Panel Debates Google-AdMob Merger
Google's acquisition of mobile advertiser AdMob was put under a microscope Thursday when industry experts debated whether the FTC should block the deal to preserve competition in the growing mobile advertising market.
The FTC is currently examining Google's proposed $750 million purchase of AdMob, which is currently the leading provider of mobile ads followed by Google. Together, they control at least 70 percent of the nascent mobile ad market, according to Jonathan Kanter, a former FTC attorney who now represents players in the Internet advertising market including Microsoft.
Kanter argued, during a Capitol Hill forum on the issue sponsored by arts+labs, that the case includes many of the elements FTC officials look to when considering whether to block a merger such as the No. 2 player buying the No. 1 player in a market and a desire to remove the top player as a competitor instead of a need on the part of Google to obtain some technology it currently lacks.
He added that the FTC has a "long history of challenging" mergers in emerging markets because if one party "gets so far ahead, it's too hard for other people to catch up."

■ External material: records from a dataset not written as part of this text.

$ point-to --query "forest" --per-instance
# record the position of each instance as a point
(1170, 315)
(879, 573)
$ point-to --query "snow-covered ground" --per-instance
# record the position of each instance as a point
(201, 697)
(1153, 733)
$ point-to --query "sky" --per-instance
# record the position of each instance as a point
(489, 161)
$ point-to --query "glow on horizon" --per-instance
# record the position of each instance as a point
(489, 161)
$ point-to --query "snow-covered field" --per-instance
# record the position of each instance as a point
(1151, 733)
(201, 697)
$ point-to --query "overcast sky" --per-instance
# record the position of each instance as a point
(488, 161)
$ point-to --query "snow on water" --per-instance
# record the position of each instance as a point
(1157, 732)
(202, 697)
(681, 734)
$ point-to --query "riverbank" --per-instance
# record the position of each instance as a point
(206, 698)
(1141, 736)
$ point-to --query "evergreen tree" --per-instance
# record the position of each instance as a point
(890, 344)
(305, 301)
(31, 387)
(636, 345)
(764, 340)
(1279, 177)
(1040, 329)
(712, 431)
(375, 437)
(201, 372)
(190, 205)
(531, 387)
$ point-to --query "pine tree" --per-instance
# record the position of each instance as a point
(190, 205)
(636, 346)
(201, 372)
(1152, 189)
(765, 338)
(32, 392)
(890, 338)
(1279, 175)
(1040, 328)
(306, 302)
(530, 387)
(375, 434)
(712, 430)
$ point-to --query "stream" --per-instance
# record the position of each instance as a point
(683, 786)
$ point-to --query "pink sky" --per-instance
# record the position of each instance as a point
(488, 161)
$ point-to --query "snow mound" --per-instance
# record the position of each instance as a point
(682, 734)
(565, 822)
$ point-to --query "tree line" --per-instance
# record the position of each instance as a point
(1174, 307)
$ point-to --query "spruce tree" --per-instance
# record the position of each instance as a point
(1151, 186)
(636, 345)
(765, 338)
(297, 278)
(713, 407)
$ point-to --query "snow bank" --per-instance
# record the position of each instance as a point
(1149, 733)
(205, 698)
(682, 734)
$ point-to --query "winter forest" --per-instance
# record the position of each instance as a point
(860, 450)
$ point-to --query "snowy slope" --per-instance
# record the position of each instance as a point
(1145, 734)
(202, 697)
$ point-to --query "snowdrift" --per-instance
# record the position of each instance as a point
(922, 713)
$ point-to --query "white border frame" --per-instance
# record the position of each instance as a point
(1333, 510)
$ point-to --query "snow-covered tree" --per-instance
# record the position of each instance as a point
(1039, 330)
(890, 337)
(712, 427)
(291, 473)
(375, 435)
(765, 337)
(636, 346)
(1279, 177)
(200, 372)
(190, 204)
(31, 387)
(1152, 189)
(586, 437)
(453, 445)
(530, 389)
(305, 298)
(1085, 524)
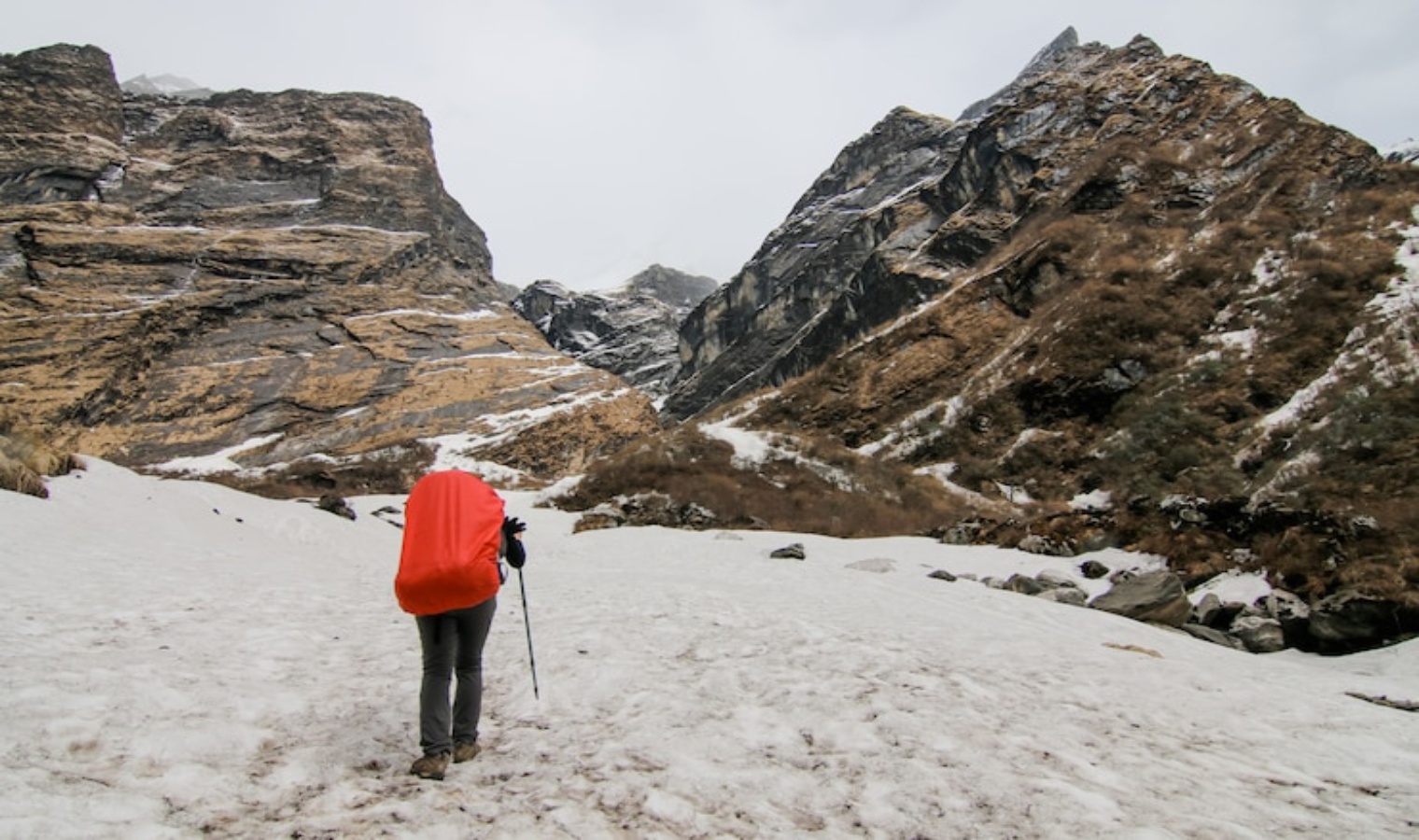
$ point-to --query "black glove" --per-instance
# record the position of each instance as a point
(513, 544)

But Glenn Manishin, a lawyer with Duane and Morris, argued that given how small the mobile advertising market is at this point, it's "way too soon to make a judgment." He also disputed Kanter's claim that there are barriers to market entry in the mobile ad market, saying "if you know anything about Web code," it would be simple to enter the mobile ad market.
Berin Szoka, a senior fellow and director of the Center for Internet Freedom at the Progress and Freedom Foundation, argued that he is concerned the FTC might try to block the merger for the wrong reasons such as to make up for its failure to block Google's acquisition of DoubleClick and to address privacy concerns. "My concern here is not so much about Google," but about the precedent the case may set, Szoka said.
"People who push for an antitrust [action] because they don't like what a company does on privacy," such issues "are not in the scope of an antitrust probe," he argued.
But Lillie Coney, the associate director of the Electronic Privacy Information Center, said she believes the FTC should be looking at the privacy implications of such mergers and at the growing Internet advertising market in general because she said much of the revenues in this market are based on the exchange and sale of personal data about Internet users. "We believe there needs to be regulation in this area," Coney said. "They do have the authority to delve into this area especially when" it effects mergers.
Her firm has asked the FTC to investigate Google for violating the privacy rights of its users when it launched its social networking service Buzz earlier this year.
Senate Judiciary Antitrust Subcommittee Chairman Herb Kohl, D-Wis., raised concerns about the measure in a letter last week to the FTC, saying the commission should pay close attention to the deal's impact on the growing mobile ad market and to its privacy implications. "It is my view that this merger raises important competition issues which should be reviewed carefully and with close scrutiny by the Federal Trade Commission," Kohl wrote.